Every file has a format definition stored in another table. That table describes the layout of the file. Since files change format over time, you will have multiple formats for that file. Because the staging table doesn't enforce any data columns, it's a packed string, then you don't have any modeling changings when the file format shifts for expanded columns, additional columns, etc.
Code: Select all
CREATE TABLE ETL_STG_FORMATS
(
TABLE_NAME VARCHAR2(100),
FORMAT_NUMBER NUMBER(3),
BEGIN_EFFECTIVE_DATE DATE,
END_EFFECTIVE_DATE DATE,
COMMENTS VARCHAR2(1000),
ROW_MODIFICATION_DATE DATE
)
CREATE TABLE ETL_STG_COLUMNS
(
TABLE_NAME VARCHAR2(100),
FORMAT_NUMBER NUMBER(3),
COLUMN_NAME VARCHAR2(100),
COLUMN_POSITION NUMBER(4),
BYTE_POSITION NUMBER(4),
BYTE_LENGTH NUMBER(5),
COMMENTS VARCHAR2(1000),
ROW_MODIFICATION_DATE DATE
)
The last step is parsing the staging table for content. Since the layouts of a file is stored in a control table, you use a view that parses the data out of the packed raw data column.

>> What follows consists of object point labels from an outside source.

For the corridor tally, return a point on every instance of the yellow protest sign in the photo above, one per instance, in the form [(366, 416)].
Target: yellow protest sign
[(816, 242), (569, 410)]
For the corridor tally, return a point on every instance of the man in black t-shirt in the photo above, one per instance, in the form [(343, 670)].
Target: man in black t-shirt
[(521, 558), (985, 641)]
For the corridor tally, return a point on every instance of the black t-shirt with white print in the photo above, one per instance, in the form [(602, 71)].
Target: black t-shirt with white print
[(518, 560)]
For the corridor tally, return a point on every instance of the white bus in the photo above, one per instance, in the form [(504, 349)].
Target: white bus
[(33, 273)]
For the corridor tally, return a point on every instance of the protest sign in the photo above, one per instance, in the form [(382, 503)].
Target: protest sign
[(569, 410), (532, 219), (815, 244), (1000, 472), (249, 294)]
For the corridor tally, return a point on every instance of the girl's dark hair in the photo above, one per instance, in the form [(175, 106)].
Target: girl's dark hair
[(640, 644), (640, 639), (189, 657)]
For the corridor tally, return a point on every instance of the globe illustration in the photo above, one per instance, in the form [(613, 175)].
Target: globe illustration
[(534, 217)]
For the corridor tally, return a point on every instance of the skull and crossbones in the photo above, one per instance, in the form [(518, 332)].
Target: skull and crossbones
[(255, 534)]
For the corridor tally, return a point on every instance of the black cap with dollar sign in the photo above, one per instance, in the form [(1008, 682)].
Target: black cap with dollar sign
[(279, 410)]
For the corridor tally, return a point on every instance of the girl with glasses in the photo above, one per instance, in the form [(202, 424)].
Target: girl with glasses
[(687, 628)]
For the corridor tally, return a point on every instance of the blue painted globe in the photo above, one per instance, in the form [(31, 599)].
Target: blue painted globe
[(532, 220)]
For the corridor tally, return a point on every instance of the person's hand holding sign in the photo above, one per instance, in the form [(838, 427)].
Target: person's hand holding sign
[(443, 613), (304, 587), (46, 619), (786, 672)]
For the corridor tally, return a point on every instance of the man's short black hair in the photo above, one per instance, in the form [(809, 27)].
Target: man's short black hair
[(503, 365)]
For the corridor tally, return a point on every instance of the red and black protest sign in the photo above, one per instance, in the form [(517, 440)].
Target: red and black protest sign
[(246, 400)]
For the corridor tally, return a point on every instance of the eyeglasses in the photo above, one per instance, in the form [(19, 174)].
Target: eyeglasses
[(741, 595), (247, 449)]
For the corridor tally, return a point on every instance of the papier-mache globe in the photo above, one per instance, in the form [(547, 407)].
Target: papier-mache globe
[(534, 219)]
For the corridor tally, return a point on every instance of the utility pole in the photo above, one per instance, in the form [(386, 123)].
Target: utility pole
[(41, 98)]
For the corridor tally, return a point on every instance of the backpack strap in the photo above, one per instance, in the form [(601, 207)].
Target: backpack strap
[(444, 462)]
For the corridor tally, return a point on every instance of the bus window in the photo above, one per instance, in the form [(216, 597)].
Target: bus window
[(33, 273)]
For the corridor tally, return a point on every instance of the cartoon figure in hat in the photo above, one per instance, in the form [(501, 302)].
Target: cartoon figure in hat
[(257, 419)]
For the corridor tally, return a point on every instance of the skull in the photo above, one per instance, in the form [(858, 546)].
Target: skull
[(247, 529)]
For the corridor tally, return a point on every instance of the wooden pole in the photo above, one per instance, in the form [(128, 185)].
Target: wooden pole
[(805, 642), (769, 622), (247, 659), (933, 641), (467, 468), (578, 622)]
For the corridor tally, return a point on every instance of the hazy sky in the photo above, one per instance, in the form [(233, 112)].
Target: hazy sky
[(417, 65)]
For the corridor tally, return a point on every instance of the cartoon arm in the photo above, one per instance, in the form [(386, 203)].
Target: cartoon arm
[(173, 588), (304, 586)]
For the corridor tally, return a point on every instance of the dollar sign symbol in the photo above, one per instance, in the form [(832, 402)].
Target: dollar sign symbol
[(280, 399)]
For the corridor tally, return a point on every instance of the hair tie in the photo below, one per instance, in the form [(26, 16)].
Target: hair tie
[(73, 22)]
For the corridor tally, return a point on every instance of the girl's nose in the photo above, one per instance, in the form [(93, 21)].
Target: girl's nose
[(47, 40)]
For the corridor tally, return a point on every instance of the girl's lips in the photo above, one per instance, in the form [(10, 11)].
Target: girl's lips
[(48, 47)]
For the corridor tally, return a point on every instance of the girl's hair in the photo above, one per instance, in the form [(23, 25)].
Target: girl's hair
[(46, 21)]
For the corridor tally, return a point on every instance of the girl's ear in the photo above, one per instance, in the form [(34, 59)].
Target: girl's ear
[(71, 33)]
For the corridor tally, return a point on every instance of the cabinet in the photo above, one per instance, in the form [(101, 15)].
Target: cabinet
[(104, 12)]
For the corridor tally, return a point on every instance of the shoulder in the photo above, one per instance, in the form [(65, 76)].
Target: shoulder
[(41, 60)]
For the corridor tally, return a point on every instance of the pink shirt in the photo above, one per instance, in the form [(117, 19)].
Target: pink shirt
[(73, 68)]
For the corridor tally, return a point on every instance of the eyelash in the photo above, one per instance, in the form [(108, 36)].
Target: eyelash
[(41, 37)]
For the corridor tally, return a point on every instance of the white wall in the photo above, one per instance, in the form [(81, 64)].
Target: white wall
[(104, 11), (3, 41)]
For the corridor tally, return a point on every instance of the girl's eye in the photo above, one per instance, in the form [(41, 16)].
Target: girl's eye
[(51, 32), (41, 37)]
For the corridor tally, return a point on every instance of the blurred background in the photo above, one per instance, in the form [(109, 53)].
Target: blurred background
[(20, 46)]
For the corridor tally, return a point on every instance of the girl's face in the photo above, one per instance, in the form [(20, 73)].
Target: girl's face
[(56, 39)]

This is as simple as a view with a substring query design to dynamically parse the data via the control table layout.
Code: Select all
CREATE OR REPLACE FORCE VIEW DATASTAGE.VU_STG_RTK_CHAIN
(FILE_SET_DATE, UNIQUE_ROW_IDENTIFIER, INDUCTION_BATCH_NBR, FORMAT_NUMBER, BUSINESS_DATE,
ROW_STATUS_CODE, EDW_BATCH_NBR, CHAIN, CHAIN_NAME, MGR_NAME,
CURRENCY_CODE)
AS
(SELECT FILE_SET_DATE, UNIQUE_ROW_IDENTIFIER, INDUCTION_BATCH_NBR, FORMAT_NUMBER, BUSINESS_DATE, ROW_STATUS_CODE, EDW_BATCH_NBR, TRIM(SUBSTR(RAW_DATA_1, (SELECT BYTE_POSITION FROM ETL_STG_COLUMNS WHERE TABLE_NAME = 'STG_RTK_CHAIN' AND ETL_STG_COLUMNS.FORMAT_NUMBER=STG_RTK_CHAIN.FORMAT_NUMBER AND ETL_STG_COLUMNS.COLUMN_NAME='CHAIN'),(SELECT BYTE_LENGTH FROM ETL_STG_COLUMNS WHERE TABLE_NAME = 'STG_RTK_CHAIN' AND ETL_STG_COLUMNS.FORMAT_NUMBER=STG_RTK_CHAIN.FORMAT_NUMBER AND ETL_STG_COLUMNS.COLUMN_NAME='CHAIN'))) "CHAIN", TRIM(SUBSTR(RAW_DATA_1, (SELECT BYTE_POSITION FROM ETL_STG_COLUMNS WHERE TABLE_NAME = 'STG_RTK_CHAIN' AND ETL_STG_COLUMNS.FORMAT_NUMBER=STG_RTK_CHAIN.FORMAT_NUMBER AND ETL_STG_COLUMNS.COLUMN_NAME='CHAIN_NAME'),(SELECT BYTE_LENGTH FROM ETL_STG_COLUMNS WHERE TABLE_NAME = 'STG_RTK_CHAIN' AND ETL_STG_COLUMNS.FORMAT_NUMBER=STG_RTK_CHAIN.FORMAT_NUMBER AND ETL_STG_COLUMNS.COLUMN_NAME='CHAIN_NAME'))) "CHAIN_NAME", TRIM(SUBSTR(RAW_DATA_1, (SELECT BYTE_POSITION FROM ETL_STG_COLUMNS WHERE TABLE_NAME = 'STG_RTK_CHAIN' AND ETL_STG_COLUMNS.FORMAT_NUMBER=STG_RTK_CHAIN.FORMAT_NUMBER AND ETL_STG_COLUMNS.COLUMN_NAME='MGR_NAME'),(SELECT BYTE_LENGTH FROM ETL_STG_COLUMNS WHERE TABLE_NAME = 'STG_RTK_CHAIN' AND ETL_STG_COLUMNS.FORMAT_NUMBER=STG_RTK_CHAIN.FORMAT_NUMBER AND ETL_STG_COLUMNS.COLUMN_NAME='MGR_NAME'))) "MGR_NAME", TRIM(SUBSTR(RAW_DATA_1, (SELECT BYTE_POSITION FROM ETL_STG_COLUMNS WHERE TABLE_NAME = 'STG_RTK_CHAIN' AND ETL_STG_COLUMNS.FORMAT_NUMBER=STG_RTK_CHAIN.FORMAT_NUMBER AND ETL_STG_COLUMNS.COLUMN_NAME='CURRENCY_CODE'),(SELECT BYTE_LENGTH FROM ETL_STG_COLUMNS WHERE TABLE_NAME = 'STG_RTK_CHAIN' AND ETL_STG_COLUMNS.FORMAT_NUMBER=STG_RTK_CHAIN.FORMAT_NUMBER AND ETL_STG_COLUMNS.COLUMN_NAME='CURRENCY_CODE'))) "CURRENCY_CODE" FROM STG_RTK_CHAIN);
So, whenever the ETL process that moves data from the staging database to the EDW has to select data, it will use this view to parse the data. If multiple days have queued in the staging area, it's no problem. Select everything with a status of "I", process it, then come back and update that selection set to "P" for processed, and give it the EDW batch number that handled it. Now of course, this is just one example of how to manage the data.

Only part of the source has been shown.